A medida faz parte de um conjunto mais amplo implementado a partir da 23ª rodada. A CBF também passou a adotar mecanismos para acelerar laterais e tiros de meta, estabeleceu limite para a saída de jogadores substituídos e determinou que atletas atendidos dentro de campo permaneçam pelo menos um minuto fora antes de retornar.

 

Antes das mudanças, a Série A apresentava 52min54s de bola rolando por partida, segundo estudo divulgado pela CBF. A entidade trabalha com a meta de elevar esse índice para cerca de 57 minutos.

 

Por enquanto, a 23ª rodada apresenta 56,5% de bola em jogo, contra 51,5% nas primeiras 22 jornadas. O índice ainda é parcial porque Internacional x Remo fecha a rodada nesta segunda-feira (17), às 20h, no Beira-Rio.
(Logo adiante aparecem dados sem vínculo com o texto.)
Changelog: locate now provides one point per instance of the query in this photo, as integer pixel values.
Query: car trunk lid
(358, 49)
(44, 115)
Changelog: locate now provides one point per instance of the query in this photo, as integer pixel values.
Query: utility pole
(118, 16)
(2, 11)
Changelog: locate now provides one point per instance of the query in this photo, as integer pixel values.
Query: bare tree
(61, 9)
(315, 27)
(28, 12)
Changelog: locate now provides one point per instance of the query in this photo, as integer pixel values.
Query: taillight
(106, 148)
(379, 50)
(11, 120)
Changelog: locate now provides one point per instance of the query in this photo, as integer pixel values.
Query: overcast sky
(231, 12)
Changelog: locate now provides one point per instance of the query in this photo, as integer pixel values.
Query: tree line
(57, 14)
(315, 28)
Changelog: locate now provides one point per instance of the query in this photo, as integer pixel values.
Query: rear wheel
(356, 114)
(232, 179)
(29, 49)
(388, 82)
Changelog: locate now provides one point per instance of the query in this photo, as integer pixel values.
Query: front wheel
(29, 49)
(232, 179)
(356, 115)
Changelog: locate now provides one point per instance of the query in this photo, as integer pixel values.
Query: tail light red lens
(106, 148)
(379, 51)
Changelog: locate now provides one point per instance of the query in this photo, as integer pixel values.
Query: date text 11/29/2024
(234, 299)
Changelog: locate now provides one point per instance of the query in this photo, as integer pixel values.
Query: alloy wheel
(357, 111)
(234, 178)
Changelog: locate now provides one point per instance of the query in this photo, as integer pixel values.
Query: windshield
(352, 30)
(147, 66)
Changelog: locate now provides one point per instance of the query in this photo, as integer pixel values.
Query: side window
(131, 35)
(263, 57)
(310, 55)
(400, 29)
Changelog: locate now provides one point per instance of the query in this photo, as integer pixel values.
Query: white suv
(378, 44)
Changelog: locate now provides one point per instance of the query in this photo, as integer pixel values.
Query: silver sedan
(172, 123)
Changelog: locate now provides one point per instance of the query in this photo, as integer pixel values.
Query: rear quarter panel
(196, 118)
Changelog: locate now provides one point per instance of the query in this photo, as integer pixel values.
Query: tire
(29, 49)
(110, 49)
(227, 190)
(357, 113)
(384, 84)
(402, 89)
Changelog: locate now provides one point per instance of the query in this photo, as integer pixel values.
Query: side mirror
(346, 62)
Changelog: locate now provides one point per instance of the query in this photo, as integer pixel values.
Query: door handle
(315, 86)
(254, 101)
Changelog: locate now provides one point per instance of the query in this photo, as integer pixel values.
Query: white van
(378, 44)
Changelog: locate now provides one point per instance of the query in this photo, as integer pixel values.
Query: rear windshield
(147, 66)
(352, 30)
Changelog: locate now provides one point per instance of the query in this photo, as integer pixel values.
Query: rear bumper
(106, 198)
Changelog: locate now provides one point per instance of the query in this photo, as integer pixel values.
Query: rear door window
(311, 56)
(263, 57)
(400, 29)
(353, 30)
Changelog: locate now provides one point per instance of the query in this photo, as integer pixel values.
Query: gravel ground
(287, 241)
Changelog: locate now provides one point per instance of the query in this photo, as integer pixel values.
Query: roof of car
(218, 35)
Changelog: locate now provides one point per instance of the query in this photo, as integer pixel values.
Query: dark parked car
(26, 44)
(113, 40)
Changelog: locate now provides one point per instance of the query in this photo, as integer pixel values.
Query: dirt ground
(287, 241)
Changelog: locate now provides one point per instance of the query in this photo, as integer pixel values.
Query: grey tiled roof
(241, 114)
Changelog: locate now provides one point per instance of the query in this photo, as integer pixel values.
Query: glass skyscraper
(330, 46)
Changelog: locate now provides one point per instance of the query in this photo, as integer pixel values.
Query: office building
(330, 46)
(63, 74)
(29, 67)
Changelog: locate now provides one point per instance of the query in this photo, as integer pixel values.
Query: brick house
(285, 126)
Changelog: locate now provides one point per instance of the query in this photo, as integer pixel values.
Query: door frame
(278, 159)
Brasileirão chega a 56,5% de bola em jogo após estreia de regras contra cera; veja ranking
Foto: Luis Ferrazzo / Chapecoense

O cronômetro começou a trabalhar um pouco mais a favor do futebol brasileiro no primeiro fim de semana das novas regras implementadas pela CBF. Nos nove jogos disputados pela 23ª rodada do Campeonato Brasileiro até o último domingo (16), a bola ficou em jogo durante 56,5% do tempo, contra uma média de 51,5% nas primeiras 22 rodadas da competição.

 

O levantamento é do perfil de análises de futebol, Data Fut, e mostra um aumento de cinco pontos percentuais logo na estreia do pacote adotado pela CBF para combater a cera e o antijogo.

 

 

A comparação ainda é inicial. A 23ª rodada será encerrada somente nesta segunda-feira (17), quando Internacional e Remo se enfrentam às 20h, no Beira-Rio, e o resultado desse jogo ainda será incorporado à média definitiva da rodada.

 

Entre as partidas já realizadas, Athletico-PR 1 x 1 Red Bull Bragantino teve o maior percentual de bola em jogo, com 62,1%. São Paulo x Coritiba aparece na sequência, com 59,8%. Atlético-MG x Grêmio e Mirassol x Flamengo registraram 58,9%.

 

No outro extremo está Vasco 0 x 3 Santos, com apenas 49,4% de bola rolando. Fluminense x Palmeiras teve 51,9%, enquanto a vitória do Vitória sobre o Botafogo por 1 a 0 registrou 53%.

 

RANKING DE BOLA EM JOGO NA 23ª RODADA

  • Athletico-PR 1 x 1 RB Bragantino — 62,1%
  • São Paulo 1 x 1 Coritiba — 59,8%
  • Atlético-MG 3 x 0 Grêmio — 58,9%
  • Mirassol 1 x 5 Flamengo — 58,9%
  • Corinthians 1 x 2 Cruzeiro — 57,3%
  • Chapecoense 3 x 3 Bahia — 57,1%
  • Vitória 1 x 0 Botafogo — 53%
  • Fluminense 3 x 2 Palmeiras — 51,9%
  • Vasco 0 x 3 Santos — 49,4%

 

O QUE MUDOU?
A 23ª rodada marcou a entrada em vigor de um pacote de medidas aprovado pela CBF e pelos clubes para tentar reduzir paralisações. Entre as determinações estão a contagem de cinco segundos em laterais e tiros de meta quando for identificada demora proposital, saída em até dez segundos durante substituições e permanência de pelo menos um minuto fora do campo para atletas que recebem atendimento médico.

 

Há ainda a determinação de que apenas os capitães se aproximem do árbitro quando o juiz fizer o sinal específico, além da chamada Lei Vini Jr., que prevê expulsão quando um jogador cobre deliberadamente a boca ao se comunicar com um adversário de maneira provocativa, depreciativa ou inflamatória.

 

Algumas novidades já apareceram na prática. Em Vasco x Santos, por exemplo, Gabriel Brazão recebeu atendimento médico e o Santos precisou retirar temporariamente um jogador de linha. Já no Barradão, Arthur Cabral, do Botafogo, foi expulso após cobrir a boca durante uma discussão com Jair Ventura depois de Vitória x Botafogo.

 

BRASILEIRÃO ESTAVA ABAIXO DAS PRINCIPAIS LIGAS
Antes da implementação das mudanças, um estudo apresentado pela CBF apontava média de 52 minutos e 54 segundos de bola rolando por partida na Série A. O índice deixava o Campeonato Brasileiro atrás de MLS, Bundesliga, Ligue 1, Premier League, LaLiga e Campeonato Italiano, superando apenas a liga argentina entre as competições comparadas.

 

A meta de curto prazo estabelecida pela entidade é atingir aproximadamente 57 minutos de bola efetivamente jogada por partida. A CBF identificou principalmente faltas, demora nas reposições, atendimentos médicos e intervenções do VAR como pontos nos quais há margem para reduzir interrupções.